“In 1997, a group of film students learned that Los Angeles public schools were cutting creative arts programs from the budget. Knowing the value arts-education held in their own lives, they created a volunteer-based creative arts program they could take directly into public schools.” (From http://www.youngstorytellers.com/)
For close to twenty years, the Young Storytellers Foundation has continued to bring art into thousands of students’ lives. Along the way, New York Film Academy has teamed with YSF by teaching production to their high school students and helping them create their own projects on the Universal backlot.
This year – with the invaluable help of YSF’s Bill Thompson & Pilar Alvarez and Valley View Elementary’s Susan Kim – New York Film Academy has become one of a select few colleges running its own Young Storyteller classroom.
For the eight weeks, a dozen NYFA students and alumni will each mentor a fifth grader from Valley View Elementary school. Led by “head mentors” Dean of Students Eric Conner, the mentors will encourage their students to create and write their own five page screenplays which will be performed as a “live staged reading” by a group of NYFA Actors.

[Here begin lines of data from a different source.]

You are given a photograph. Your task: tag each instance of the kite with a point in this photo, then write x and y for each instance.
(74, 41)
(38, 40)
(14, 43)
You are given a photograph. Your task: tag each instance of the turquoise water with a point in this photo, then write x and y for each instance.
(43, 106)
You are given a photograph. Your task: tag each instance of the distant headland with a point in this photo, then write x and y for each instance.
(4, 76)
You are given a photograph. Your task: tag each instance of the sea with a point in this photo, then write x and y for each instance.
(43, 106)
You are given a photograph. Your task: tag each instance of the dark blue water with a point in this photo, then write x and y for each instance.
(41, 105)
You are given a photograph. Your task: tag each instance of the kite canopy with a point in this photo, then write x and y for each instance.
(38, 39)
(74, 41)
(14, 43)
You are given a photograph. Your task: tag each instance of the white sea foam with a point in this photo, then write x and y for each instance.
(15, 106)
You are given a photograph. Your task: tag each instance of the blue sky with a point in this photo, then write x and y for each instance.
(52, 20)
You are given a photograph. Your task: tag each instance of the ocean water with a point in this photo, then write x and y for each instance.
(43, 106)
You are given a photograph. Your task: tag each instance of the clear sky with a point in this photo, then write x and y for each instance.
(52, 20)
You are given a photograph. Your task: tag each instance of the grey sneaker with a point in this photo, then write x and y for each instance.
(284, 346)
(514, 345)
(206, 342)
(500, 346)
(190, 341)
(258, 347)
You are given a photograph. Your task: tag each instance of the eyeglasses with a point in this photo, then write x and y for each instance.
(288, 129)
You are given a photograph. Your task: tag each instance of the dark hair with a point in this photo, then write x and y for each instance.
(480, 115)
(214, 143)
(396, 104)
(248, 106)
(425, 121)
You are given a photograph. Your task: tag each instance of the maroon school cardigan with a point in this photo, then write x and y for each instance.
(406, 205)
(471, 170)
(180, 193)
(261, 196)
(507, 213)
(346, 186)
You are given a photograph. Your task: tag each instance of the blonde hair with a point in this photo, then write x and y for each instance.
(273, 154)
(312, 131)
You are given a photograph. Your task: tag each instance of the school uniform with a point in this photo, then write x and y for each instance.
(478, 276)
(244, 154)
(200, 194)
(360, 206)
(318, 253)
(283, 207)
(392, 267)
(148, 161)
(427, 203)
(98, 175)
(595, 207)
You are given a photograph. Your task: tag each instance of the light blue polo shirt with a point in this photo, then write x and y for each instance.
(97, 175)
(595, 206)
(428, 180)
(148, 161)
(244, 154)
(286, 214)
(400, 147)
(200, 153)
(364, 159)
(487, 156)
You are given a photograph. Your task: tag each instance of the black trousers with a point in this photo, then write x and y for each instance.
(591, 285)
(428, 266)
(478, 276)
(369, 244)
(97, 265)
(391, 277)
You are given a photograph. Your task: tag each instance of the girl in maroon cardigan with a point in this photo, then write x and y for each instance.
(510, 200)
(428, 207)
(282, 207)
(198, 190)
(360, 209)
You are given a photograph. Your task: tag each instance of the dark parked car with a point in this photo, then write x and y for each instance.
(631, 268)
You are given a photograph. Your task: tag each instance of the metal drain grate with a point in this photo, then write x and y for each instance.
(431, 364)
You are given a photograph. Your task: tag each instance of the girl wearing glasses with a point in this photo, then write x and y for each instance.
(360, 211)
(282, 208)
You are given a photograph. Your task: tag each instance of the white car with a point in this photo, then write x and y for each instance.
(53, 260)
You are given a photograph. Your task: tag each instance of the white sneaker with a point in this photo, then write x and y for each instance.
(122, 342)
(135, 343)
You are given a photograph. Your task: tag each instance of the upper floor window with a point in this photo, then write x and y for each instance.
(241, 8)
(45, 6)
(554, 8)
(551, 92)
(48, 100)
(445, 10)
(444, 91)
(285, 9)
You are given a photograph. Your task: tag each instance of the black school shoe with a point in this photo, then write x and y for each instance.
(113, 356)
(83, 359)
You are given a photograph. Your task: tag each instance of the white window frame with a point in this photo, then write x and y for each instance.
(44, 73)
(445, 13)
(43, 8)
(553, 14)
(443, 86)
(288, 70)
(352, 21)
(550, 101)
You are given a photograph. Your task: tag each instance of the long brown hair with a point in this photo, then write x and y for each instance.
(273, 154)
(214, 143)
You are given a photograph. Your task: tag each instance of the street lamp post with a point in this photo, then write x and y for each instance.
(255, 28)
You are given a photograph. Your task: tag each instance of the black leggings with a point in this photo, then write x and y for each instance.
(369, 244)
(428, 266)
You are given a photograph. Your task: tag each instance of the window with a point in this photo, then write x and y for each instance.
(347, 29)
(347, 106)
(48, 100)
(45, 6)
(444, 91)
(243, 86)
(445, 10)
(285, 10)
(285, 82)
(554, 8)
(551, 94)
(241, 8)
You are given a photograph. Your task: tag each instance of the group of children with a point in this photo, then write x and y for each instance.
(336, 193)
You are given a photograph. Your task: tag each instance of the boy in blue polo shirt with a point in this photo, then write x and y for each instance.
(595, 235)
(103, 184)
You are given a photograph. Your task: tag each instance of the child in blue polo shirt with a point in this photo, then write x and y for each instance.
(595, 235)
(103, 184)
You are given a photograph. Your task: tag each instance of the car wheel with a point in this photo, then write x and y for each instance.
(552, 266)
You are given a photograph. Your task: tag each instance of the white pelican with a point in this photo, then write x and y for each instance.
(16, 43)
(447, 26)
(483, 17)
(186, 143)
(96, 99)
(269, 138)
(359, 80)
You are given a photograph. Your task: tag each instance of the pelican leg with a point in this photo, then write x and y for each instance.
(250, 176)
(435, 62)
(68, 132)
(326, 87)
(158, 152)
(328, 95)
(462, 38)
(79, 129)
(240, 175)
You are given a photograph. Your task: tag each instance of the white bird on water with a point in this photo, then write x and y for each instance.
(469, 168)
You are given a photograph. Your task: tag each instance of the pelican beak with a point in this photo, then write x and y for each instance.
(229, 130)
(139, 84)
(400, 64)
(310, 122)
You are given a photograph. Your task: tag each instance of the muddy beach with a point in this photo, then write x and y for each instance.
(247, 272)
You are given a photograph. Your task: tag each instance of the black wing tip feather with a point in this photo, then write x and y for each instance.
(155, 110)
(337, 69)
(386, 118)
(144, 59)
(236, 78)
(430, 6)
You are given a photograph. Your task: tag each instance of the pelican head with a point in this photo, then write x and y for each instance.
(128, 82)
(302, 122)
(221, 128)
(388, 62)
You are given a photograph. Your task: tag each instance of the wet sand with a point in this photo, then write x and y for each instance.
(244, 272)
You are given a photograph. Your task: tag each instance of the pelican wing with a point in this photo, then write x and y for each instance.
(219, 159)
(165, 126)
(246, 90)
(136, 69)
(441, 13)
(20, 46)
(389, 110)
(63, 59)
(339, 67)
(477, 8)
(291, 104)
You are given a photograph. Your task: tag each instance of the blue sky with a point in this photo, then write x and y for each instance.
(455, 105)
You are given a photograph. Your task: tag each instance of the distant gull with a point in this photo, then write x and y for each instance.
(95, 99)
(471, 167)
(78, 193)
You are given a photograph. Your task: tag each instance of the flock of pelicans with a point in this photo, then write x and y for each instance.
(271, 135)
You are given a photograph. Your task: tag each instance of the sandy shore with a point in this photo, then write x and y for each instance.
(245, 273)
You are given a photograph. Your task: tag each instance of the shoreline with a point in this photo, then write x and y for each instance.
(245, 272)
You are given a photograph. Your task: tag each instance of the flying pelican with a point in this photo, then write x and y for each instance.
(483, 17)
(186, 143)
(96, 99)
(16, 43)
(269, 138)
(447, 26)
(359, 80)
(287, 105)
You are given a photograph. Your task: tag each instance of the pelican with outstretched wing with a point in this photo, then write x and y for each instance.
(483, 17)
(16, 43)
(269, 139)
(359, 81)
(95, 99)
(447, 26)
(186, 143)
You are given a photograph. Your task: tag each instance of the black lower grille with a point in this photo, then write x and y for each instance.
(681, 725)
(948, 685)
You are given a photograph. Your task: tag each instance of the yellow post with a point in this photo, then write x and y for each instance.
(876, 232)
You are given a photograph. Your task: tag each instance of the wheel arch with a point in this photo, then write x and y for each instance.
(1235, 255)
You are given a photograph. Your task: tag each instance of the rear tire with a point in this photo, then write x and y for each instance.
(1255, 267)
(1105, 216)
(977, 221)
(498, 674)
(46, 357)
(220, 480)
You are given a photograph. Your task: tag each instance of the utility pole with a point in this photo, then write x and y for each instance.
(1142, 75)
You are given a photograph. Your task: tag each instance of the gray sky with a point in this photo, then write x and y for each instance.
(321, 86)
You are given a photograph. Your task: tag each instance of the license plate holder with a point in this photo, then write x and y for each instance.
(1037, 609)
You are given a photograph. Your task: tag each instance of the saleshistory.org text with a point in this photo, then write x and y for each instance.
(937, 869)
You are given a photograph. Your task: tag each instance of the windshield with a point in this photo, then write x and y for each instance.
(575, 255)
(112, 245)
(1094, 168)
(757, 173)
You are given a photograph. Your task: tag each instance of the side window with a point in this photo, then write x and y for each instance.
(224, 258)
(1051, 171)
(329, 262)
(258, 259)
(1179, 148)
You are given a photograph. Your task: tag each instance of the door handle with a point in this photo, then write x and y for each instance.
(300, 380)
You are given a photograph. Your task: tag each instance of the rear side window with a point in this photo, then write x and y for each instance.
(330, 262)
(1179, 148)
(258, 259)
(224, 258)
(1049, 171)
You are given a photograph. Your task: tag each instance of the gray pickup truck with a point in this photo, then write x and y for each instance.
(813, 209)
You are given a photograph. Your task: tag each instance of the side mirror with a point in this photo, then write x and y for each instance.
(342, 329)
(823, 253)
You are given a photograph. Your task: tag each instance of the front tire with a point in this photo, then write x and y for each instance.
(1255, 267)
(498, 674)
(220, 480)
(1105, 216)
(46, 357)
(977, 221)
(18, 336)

YSF’s Pilar Alvarez trained and prepared the NYFA mentors for the daunting task of keeping up with the ten-year-olds’ minds! Each weekly session will be split between a lecture on the fundamentals of screenwriting followed by and the fifth graders workshopping their own ideas. One lesson in and the budding writers from Valley View Elementary have already reviewed the basics of three-act structure and what makes us all love storytelling.